Ist Bern zu bünzlig für zeitgenössische Kunst?
R. P.:
Es ist die Frage nach dem Huhn oder dem Ei. Wenn die Zeitungen in ihrer Berichterstattung mehr Nischen abdeckten, dann würden es diese Nischen vielleicht auch aus dem Schatten heraus schaffen. Und das könnte helfen, das Interesse für Zeitgenössische Kunst auch bei einem breiteren Publikum zu wecken und die Kulturszene beleben.
Kommen wir mal auf die Politik zu sprechen. Es wird viel über den Mangel von Kultur-Geldern geklagt. Wie nehmt ihr das wahr?
R. P.:
Wir sind da gar nicht so schlecht dran. Das Problem ist, dass es für uns einfacher wäre ein Jahresprogramm zu erstellen und ein Jahresbudget zu beantragen und weniger projektspezifisch einzugeben. Schliesslich gibt es uns ja auch schon seit 2007. Wir verkaufen zwar Ausstellungsstücke, verdienen aber nicht daran, weil die Einnahmen direkt wieder in laufende Ausgaben fliesst.
V. M.:
Wir sind dennoch froh, dass es die einzelnen Kultur-Batzen gibt und wir unsere Projekte dadurch einfacher realisieren können.
Wie sieht da die Situation im Off-Bereich aus?
R. F.:
Recht ähnlich. Es ist meistens ein Giesskannen-Prinzip, bei dem sie jedem einfach ein bisschen geben. Die Kulturgeldkürzung ist besonders für die Off-Szene ein ziemlicher Schock: 20’000 Franken fehlen in diesem Bereich – und zwar schweizweit. Das trifft besonders die festen Off-Projekte, wie Corner Collage oder Les Complices, Transform oder Kollektiv-Bern sind da weniger betroffen. Die Stadt Bern bietet zwar eine Ausschreibung, die sich besonders an Off-Räume richtet. Aber wenn man bedenkt, dass es sicherlich sieben oder acht Off-Projekte in Bern gibt, langen die dotierten 20’000 Franken wieder nur knapp. Die geplante Onlineplattform der Stadt, die Räume zur Zwischennutzung anbieten soll, hingegen ist eine sehr positive Entwicklung.
Ein Schritt in Richtung florierender Kulturvielfalt oder nur ein Tropfen auf dem heissen Stein?
R. P.:
Also ich finde, es läuft recht viel in Bern, wenn man bedenkt, wie klein die Stadt ist.
V. M.:
Da muss ich etwas widersprechen. Kulturvielfalt in Bern ist gegeben, wenn man von Massenkultur sprechen will. Beispiele sind die Museumsnacht und das Buskers. Es mangelt aber ganz klar am subkulturellen Angebot. Kein Wunder, gehen alle Studenten nach dem Abschluss nach Anderswo.

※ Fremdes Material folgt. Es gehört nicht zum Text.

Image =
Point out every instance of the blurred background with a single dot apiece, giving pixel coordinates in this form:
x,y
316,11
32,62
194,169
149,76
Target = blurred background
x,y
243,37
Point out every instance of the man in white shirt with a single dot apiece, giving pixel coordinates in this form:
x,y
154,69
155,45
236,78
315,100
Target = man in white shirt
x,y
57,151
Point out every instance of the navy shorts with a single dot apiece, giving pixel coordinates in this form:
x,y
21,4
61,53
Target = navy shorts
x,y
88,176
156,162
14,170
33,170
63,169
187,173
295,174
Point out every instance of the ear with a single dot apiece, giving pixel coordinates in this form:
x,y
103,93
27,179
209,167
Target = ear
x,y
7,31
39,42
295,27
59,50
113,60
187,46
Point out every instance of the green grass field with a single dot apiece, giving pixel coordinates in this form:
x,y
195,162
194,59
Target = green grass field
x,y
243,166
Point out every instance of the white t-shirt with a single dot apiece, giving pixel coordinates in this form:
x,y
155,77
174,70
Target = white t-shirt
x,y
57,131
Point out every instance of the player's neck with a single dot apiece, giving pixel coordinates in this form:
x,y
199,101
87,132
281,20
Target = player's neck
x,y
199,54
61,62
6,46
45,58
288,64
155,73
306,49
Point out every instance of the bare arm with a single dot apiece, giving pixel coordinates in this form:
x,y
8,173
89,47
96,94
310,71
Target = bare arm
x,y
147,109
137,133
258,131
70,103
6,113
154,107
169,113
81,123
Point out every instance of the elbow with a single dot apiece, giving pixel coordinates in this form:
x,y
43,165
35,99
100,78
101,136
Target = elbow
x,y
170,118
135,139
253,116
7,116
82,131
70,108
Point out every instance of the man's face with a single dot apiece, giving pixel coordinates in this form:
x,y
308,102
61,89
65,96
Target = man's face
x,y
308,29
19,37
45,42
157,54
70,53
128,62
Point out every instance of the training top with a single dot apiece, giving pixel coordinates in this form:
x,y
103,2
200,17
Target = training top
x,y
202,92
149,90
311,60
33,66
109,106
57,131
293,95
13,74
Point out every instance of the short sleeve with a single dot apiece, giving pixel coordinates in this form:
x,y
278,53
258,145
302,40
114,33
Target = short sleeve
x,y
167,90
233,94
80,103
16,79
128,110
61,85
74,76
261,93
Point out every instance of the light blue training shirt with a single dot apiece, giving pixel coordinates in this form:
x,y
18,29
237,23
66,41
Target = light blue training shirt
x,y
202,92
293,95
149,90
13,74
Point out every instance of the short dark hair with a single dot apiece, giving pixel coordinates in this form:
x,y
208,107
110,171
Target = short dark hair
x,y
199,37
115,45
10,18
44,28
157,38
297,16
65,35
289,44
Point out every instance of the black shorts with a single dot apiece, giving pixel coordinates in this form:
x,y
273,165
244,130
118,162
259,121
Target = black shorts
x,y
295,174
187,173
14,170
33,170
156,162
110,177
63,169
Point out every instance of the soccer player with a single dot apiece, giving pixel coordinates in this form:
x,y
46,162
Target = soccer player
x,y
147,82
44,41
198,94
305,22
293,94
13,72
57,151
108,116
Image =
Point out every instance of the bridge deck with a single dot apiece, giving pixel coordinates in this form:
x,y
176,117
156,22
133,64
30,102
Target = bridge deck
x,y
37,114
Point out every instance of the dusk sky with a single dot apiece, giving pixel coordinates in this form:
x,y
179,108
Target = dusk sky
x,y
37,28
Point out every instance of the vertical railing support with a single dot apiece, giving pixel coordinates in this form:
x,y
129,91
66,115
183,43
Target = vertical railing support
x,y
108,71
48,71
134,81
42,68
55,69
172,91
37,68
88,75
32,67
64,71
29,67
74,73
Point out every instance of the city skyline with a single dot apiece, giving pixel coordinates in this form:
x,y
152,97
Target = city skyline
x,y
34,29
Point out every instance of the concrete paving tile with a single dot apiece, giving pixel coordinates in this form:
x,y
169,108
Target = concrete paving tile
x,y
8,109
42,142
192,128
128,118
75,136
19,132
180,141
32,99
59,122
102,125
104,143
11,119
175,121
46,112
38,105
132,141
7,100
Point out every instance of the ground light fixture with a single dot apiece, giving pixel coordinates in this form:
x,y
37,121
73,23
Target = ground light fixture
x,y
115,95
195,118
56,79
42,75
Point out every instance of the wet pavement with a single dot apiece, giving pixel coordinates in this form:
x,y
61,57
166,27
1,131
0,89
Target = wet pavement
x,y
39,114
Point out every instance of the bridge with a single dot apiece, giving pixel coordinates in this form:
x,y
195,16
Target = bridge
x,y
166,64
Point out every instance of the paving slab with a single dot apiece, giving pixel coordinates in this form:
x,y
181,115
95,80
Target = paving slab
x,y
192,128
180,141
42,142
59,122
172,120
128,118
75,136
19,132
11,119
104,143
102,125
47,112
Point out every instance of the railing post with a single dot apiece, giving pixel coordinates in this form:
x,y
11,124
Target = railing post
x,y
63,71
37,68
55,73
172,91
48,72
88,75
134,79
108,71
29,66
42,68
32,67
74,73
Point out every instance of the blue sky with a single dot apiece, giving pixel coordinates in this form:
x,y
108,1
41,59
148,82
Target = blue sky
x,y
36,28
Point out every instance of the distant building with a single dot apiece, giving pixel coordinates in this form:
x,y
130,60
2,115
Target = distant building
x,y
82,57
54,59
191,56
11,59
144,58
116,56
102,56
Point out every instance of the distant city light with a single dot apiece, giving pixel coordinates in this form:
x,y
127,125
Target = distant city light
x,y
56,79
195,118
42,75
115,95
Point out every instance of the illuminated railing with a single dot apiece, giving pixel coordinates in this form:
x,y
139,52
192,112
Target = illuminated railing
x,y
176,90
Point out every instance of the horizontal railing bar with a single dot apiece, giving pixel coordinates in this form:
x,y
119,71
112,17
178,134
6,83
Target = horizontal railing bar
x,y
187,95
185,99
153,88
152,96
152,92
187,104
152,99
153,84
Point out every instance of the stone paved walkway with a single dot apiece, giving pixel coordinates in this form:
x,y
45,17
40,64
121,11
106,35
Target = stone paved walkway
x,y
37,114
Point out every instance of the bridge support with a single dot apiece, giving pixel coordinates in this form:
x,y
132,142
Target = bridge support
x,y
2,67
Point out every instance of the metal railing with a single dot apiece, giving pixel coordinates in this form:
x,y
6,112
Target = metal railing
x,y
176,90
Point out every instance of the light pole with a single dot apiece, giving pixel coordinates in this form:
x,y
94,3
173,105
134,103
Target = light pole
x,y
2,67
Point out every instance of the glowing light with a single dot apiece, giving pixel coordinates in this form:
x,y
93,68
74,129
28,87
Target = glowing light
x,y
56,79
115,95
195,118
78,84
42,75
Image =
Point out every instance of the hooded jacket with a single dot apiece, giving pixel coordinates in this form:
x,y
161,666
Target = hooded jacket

Du, Ramon, bist Zürcher und in Bern geblieben. Warum?
R. F.:
Was höchst wahrscheinlich daran liegt, dass ich finde, dass man ja in Bern leben und trotzdem den Austausch mit Basel und Zürich pflegen kann. Es ist ja nicht so, dass man ewig dafür fahren müsste.
V. M.:
Dann könnte man fast schon ketzerisch sagen, es braucht das alles, was wir fordern, in Bern doch nicht, wenn man dafür auch die kurze Strecke nach Zürich fahren kann.
R.F.:
In Bern aber ist der Flow ganz anders als in Zürich. Es ist viel familiärer, man kennt sich schneller, ist sich näher und es gibt weniger Konkurrenzdenken. Ich kann nicht ganz auf den Punkt bringen warum, aber ich empfinde Bern als einen extrem angenehmen Ort zum Kunst-Machen und zum Über-Kunst-Reden.